Cet éveil antiracisme asiatique ne se fait pas sans heurts. Tram-Anh a beaucoup de colère en elle, et ne sait pas quoi en faire. Ouvrir les yeux sur le racisme et les micro-agressions prend beaucoup d’énergie au quotidien, et sa santé mentale en a particulièrement pâti cette année : “Je n’arrivais plus à maîtriser mes émotions. Je me suis disputée avec beaucoup de personnes qui ne comprenaient pas ma colère”, confie-t-elle. Durant sa seconde année de Master, Tram-Anh prend du temps pour reprendre les enseignants qui disaient des généralités ou véhiculaient des clichés racistes sans s’en rendre compte. Une vidéo confrontant un manager blanc à un ingénieur vietnamien carricaturé jusqu’à l’accent a notamment mis mal à l’aise les quelques étudiants d’origine asiatique. Durant l’intercours, elle va voir le prof et exprime leur malaise. Le résultat de cette intervention est heureux : le professeur présente ses excuses devant toute la classe. Le mouvement antiraciste, qui prend de l’ampleur grâce aux réseaux sociaux, lui a certes donné le courage et la pédagogie de dénoncer le racisme. Mais cet empouvoirement prend parfois trop de place. Alors depuis juin, Tram-Anh a arrêté d’écouter les podcasts et fait de ses espaces virtuels tel que son compte Instagram une bulle pour préserver sa santé mentale. “Je suis féministe intersectionnelle. Mais le militantisme, ce sera dans la vraie vie et à travers mes illustrations”, dit-elle.

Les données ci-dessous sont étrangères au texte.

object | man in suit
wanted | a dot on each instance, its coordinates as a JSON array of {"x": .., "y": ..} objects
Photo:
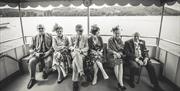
[
  {"x": 79, "y": 48},
  {"x": 136, "y": 54},
  {"x": 40, "y": 51}
]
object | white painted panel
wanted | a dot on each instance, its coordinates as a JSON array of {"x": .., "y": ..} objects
[
  {"x": 2, "y": 69},
  {"x": 171, "y": 67},
  {"x": 152, "y": 51},
  {"x": 11, "y": 66},
  {"x": 162, "y": 56},
  {"x": 11, "y": 53},
  {"x": 19, "y": 51}
]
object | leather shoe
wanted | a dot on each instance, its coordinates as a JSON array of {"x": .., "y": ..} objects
[
  {"x": 121, "y": 87},
  {"x": 75, "y": 86},
  {"x": 31, "y": 83},
  {"x": 132, "y": 85}
]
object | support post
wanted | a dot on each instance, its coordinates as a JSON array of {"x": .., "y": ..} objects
[
  {"x": 20, "y": 17},
  {"x": 159, "y": 36},
  {"x": 88, "y": 20}
]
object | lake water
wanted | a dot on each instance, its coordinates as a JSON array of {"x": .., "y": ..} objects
[{"x": 146, "y": 25}]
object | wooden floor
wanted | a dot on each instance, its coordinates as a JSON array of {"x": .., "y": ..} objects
[{"x": 50, "y": 84}]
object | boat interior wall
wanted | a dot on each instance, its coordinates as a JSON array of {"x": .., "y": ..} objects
[
  {"x": 177, "y": 79},
  {"x": 171, "y": 65},
  {"x": 10, "y": 64},
  {"x": 45, "y": 3}
]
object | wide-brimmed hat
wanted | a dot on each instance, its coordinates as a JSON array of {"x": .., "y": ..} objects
[
  {"x": 79, "y": 27},
  {"x": 40, "y": 26},
  {"x": 56, "y": 26}
]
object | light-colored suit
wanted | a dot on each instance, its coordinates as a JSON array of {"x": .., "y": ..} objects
[{"x": 78, "y": 52}]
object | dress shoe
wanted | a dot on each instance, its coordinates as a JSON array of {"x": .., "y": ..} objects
[
  {"x": 75, "y": 86},
  {"x": 31, "y": 83},
  {"x": 132, "y": 85},
  {"x": 121, "y": 87},
  {"x": 45, "y": 75},
  {"x": 157, "y": 88}
]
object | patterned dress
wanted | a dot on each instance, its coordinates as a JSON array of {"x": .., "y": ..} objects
[
  {"x": 62, "y": 52},
  {"x": 95, "y": 48},
  {"x": 115, "y": 45}
]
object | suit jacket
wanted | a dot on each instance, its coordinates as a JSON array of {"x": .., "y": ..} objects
[
  {"x": 130, "y": 49},
  {"x": 92, "y": 46},
  {"x": 36, "y": 41},
  {"x": 83, "y": 43}
]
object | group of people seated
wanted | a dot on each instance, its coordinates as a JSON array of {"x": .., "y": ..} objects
[{"x": 66, "y": 56}]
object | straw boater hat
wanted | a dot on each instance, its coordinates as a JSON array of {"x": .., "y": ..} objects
[
  {"x": 94, "y": 27},
  {"x": 136, "y": 34},
  {"x": 116, "y": 28},
  {"x": 56, "y": 26},
  {"x": 79, "y": 27},
  {"x": 40, "y": 26}
]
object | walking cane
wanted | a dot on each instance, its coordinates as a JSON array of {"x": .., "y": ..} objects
[{"x": 140, "y": 70}]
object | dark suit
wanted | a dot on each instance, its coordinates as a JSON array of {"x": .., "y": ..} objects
[
  {"x": 130, "y": 54},
  {"x": 40, "y": 44}
]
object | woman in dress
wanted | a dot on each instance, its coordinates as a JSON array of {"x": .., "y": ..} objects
[
  {"x": 62, "y": 57},
  {"x": 96, "y": 53},
  {"x": 115, "y": 47}
]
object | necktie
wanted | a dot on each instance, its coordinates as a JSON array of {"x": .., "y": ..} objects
[{"x": 78, "y": 40}]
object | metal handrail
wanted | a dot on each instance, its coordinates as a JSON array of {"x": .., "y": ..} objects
[
  {"x": 172, "y": 42},
  {"x": 169, "y": 41},
  {"x": 10, "y": 40},
  {"x": 5, "y": 55}
]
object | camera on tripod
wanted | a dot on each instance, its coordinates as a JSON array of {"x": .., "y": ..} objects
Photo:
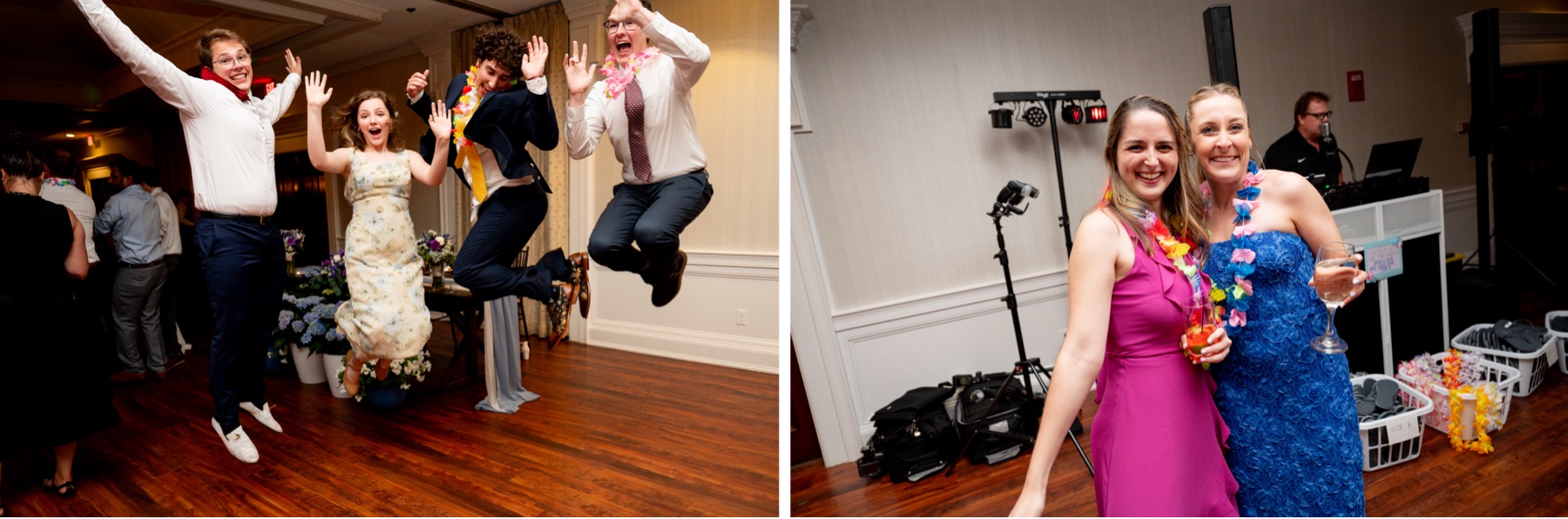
[{"x": 1011, "y": 195}]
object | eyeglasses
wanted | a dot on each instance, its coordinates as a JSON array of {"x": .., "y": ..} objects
[
  {"x": 242, "y": 58},
  {"x": 625, "y": 25}
]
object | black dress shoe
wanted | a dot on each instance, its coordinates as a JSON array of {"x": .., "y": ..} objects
[{"x": 666, "y": 291}]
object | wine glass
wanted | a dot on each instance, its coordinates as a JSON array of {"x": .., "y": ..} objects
[{"x": 1335, "y": 276}]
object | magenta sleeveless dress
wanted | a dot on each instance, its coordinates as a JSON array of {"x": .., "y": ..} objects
[{"x": 1158, "y": 440}]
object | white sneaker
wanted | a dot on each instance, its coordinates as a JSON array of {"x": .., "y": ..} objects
[
  {"x": 239, "y": 444},
  {"x": 264, "y": 415}
]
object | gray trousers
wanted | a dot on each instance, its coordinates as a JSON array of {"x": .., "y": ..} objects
[{"x": 135, "y": 301}]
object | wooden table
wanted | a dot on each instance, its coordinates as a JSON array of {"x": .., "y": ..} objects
[{"x": 468, "y": 317}]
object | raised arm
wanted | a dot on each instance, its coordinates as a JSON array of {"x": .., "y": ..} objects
[
  {"x": 160, "y": 76},
  {"x": 1092, "y": 275},
  {"x": 689, "y": 54},
  {"x": 315, "y": 141},
  {"x": 280, "y": 98},
  {"x": 78, "y": 260},
  {"x": 538, "y": 115},
  {"x": 584, "y": 118},
  {"x": 441, "y": 125}
]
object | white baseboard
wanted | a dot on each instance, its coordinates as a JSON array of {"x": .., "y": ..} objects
[{"x": 703, "y": 323}]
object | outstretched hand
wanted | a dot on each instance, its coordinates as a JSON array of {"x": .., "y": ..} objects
[
  {"x": 416, "y": 84},
  {"x": 533, "y": 62},
  {"x": 441, "y": 121},
  {"x": 292, "y": 63},
  {"x": 579, "y": 74},
  {"x": 314, "y": 94}
]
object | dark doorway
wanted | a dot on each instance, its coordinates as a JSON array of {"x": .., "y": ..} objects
[
  {"x": 803, "y": 444},
  {"x": 1529, "y": 172}
]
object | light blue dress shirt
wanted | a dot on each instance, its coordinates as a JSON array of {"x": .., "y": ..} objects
[{"x": 132, "y": 219}]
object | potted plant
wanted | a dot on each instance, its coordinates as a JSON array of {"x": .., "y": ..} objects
[
  {"x": 436, "y": 251},
  {"x": 309, "y": 320},
  {"x": 391, "y": 393},
  {"x": 294, "y": 242}
]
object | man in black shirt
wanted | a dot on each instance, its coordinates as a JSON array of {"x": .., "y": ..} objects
[{"x": 1301, "y": 149}]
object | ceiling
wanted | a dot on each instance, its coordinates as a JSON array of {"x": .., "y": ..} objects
[{"x": 64, "y": 78}]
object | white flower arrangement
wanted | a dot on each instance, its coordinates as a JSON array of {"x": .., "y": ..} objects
[{"x": 402, "y": 374}]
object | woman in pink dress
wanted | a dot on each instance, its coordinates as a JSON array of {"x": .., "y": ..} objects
[{"x": 1132, "y": 283}]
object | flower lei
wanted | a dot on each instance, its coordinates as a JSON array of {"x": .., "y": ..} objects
[
  {"x": 466, "y": 104},
  {"x": 1454, "y": 370},
  {"x": 618, "y": 78},
  {"x": 1239, "y": 293}
]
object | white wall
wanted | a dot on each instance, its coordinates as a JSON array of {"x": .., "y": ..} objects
[{"x": 897, "y": 286}]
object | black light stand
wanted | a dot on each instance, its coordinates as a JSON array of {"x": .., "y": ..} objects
[
  {"x": 1051, "y": 99},
  {"x": 1026, "y": 366}
]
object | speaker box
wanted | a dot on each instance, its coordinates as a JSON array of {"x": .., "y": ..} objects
[
  {"x": 1220, "y": 43},
  {"x": 1485, "y": 63}
]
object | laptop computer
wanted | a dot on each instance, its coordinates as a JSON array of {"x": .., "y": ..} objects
[{"x": 1391, "y": 162}]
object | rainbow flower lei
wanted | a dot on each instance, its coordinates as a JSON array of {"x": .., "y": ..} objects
[
  {"x": 1450, "y": 380},
  {"x": 1239, "y": 293},
  {"x": 618, "y": 78}
]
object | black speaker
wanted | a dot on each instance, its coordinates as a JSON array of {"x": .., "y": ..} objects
[
  {"x": 1222, "y": 44},
  {"x": 1485, "y": 71}
]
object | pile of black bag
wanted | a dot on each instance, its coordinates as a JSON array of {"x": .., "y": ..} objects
[{"x": 916, "y": 436}]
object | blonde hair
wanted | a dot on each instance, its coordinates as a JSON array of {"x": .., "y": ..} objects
[
  {"x": 1225, "y": 90},
  {"x": 1181, "y": 204}
]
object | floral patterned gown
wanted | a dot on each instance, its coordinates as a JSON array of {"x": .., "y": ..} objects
[
  {"x": 386, "y": 314},
  {"x": 1295, "y": 446}
]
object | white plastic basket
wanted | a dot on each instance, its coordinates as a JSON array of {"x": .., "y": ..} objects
[
  {"x": 1387, "y": 442},
  {"x": 1560, "y": 338},
  {"x": 1531, "y": 364},
  {"x": 1438, "y": 419}
]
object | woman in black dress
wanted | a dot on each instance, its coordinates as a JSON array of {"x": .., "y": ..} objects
[{"x": 49, "y": 388}]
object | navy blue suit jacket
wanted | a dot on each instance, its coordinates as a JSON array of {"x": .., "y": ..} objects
[{"x": 504, "y": 123}]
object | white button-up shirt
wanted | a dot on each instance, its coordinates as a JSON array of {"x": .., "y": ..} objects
[
  {"x": 229, "y": 141},
  {"x": 668, "y": 125}
]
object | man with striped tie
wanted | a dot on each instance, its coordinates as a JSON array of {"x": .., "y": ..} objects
[{"x": 645, "y": 104}]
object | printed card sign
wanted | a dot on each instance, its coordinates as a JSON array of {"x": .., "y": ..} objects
[
  {"x": 1383, "y": 260},
  {"x": 1402, "y": 430}
]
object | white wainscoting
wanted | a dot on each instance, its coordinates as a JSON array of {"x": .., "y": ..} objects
[
  {"x": 701, "y": 323},
  {"x": 902, "y": 346}
]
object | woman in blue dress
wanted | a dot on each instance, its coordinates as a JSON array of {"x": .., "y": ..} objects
[{"x": 1294, "y": 440}]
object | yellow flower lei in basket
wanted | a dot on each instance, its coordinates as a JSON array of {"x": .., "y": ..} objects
[{"x": 1450, "y": 380}]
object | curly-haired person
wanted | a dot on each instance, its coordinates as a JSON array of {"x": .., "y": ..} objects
[{"x": 491, "y": 123}]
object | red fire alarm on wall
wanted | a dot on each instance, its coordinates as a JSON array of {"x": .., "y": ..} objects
[{"x": 1356, "y": 86}]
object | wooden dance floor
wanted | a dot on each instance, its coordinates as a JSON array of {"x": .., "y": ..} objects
[
  {"x": 613, "y": 435},
  {"x": 1526, "y": 475}
]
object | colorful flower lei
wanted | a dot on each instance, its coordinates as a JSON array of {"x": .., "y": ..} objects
[
  {"x": 1452, "y": 375},
  {"x": 1238, "y": 295},
  {"x": 466, "y": 104},
  {"x": 618, "y": 78}
]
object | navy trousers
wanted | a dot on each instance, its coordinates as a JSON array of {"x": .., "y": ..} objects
[
  {"x": 245, "y": 273},
  {"x": 505, "y": 223},
  {"x": 652, "y": 217}
]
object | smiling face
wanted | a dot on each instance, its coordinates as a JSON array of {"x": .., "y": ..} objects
[
  {"x": 1146, "y": 156},
  {"x": 491, "y": 76},
  {"x": 233, "y": 63},
  {"x": 1222, "y": 138},
  {"x": 374, "y": 121},
  {"x": 626, "y": 39}
]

En revanche, elle ne se voit pas adhérer à une association militante car souhaite rester un électron libre. Sa liberté de mouvement est son mode de fonctionnement. De fait, Tram-Anh accepte d’être satellitaire. Dans cette lutte contre le racisme anti-asiatique, Tram-Anh sait qu’elle utilisera ses médiums de prédilection pour amplifier l’impact de notre lutte : la BD et plus généralement l’illustration.